Mohamed Ibn Salman pourrait se heurter à des résistances au sein d’une maison royale où des milliers de princes peuvent se constituer en factions. Cette mutation du pouvoir a été approuvée par le conseil familial de succession. Mais elle est susceptible d’alarmer les altesses inquiètes de voir le prince Mohamed doubler le prince Mohamed Ibn Nayef, un gestionnaire bien plus expérimenté qui a gagné le respect à l’intérieur du pays comme à l’étranger pour avoir mené la lutte contre Al-Qaïda.
Un avenir incertain
Des diplomates avancent que des complots pourraient se tramer contre le prince s’il commettait des erreurs trop lourdes. Riyad s’attire déjà les critiques pour son intervention au Yémen, qui a causé beaucoup de morts chez les civils. « Vu le bas niveau des cours du pétrole, l’incertitude des situations politiques au Moyen-Orient et le nombre de membres de la famille régnante qui viennent d’être coupés du pouvoir politique, les temps sont périlleux pour l’Arabie saoudite », soutient le professeur Gause.
Je sens que nous parlons le même langage, affirme Bassem Kurdi, médecin de 31 ans
L’inexpérience du prince Mohamed a même pu susciter des doutes au sein d’une jeunesse en pleine expansion, même si elle peut davantage se reconnaître dans un tel leader que dans les monarques vieillissants qui ont régné pendant des décennies.
« Je sens que nous parlons le même langage, affirme Bassem Kurdi, médecin de 31 ans.
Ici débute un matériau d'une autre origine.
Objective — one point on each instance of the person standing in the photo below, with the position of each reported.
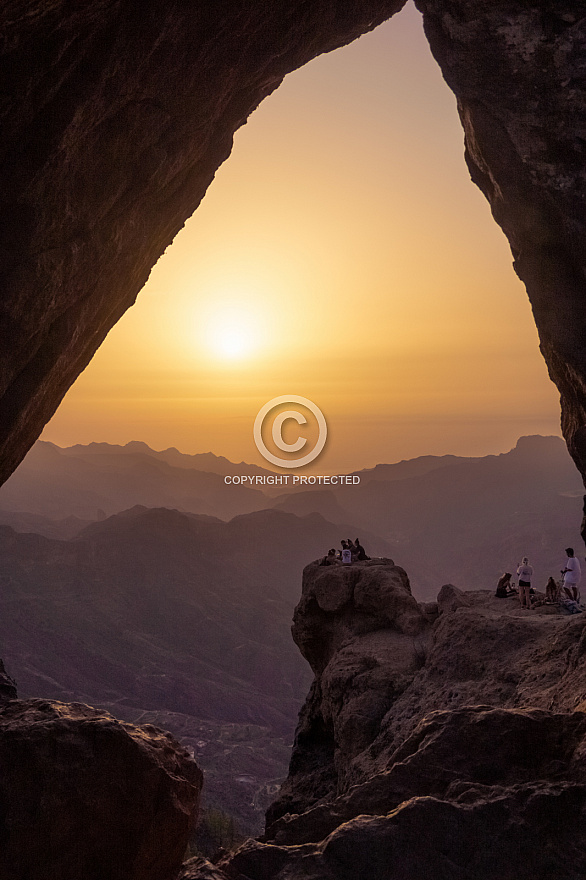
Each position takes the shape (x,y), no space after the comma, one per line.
(525,573)
(572,574)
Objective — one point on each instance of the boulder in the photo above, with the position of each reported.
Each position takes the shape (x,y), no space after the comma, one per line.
(85,796)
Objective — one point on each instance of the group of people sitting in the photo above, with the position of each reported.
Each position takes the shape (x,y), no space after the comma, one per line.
(565,592)
(352,551)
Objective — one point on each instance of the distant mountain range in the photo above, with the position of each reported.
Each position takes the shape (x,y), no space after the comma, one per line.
(179,619)
(446,518)
(139,581)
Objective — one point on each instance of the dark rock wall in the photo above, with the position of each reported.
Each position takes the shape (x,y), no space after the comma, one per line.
(518,70)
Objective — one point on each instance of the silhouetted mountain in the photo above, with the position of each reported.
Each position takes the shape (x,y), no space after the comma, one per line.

Nous sommes enthousiastes, un peu fébriles, nous tentons de créer notre propre destin. Avons-nous des problèmes ? Beaucoup. Mais qui n’en a pas ? Nous prenons en tout cas les nôtres en main. »
Lune de miel avec Donald Trump
Après le grand désamour des années Obama, les Al Saoud ont applaudi à tout rompre l’élection de Donald Trump. Et c’est Mohamed Ibn Salman en personne qui a été chargé de « réinitialiser » les relations avec Washington, vitales pour Riyad.
Si Salman, devenu roi, s’était abstenu de visiter Obama, son fils recevait, quelques semaines après l’investiture de Trump, le plus chaleureux des accueils à Washington. Oubliés, les propos de campagne assassins du candidat républicain sur Riyad !
Premier envoyé saoudien auprès de Trump, Ibn Salman est naturellement devenu son guide pour sa première tournée internationale, en mai, qui l’a vu faire sa première halte chez son grand allié de la péninsule. Posant chacun la première pierre de leur stature internationale, les deux hommes y ont trouvé un bénéfice mutuel.
À tel point que Trump n’a pas hésité à abonder, par le biais de tweets, dans le sens de Mohamed Ibn Salman lorsque celui-ci a accusé, au début de juin, le Qatar de soutien au terrorisme, quand les diplomates et militaires de son administration tentaient au contraire de modérer la crise.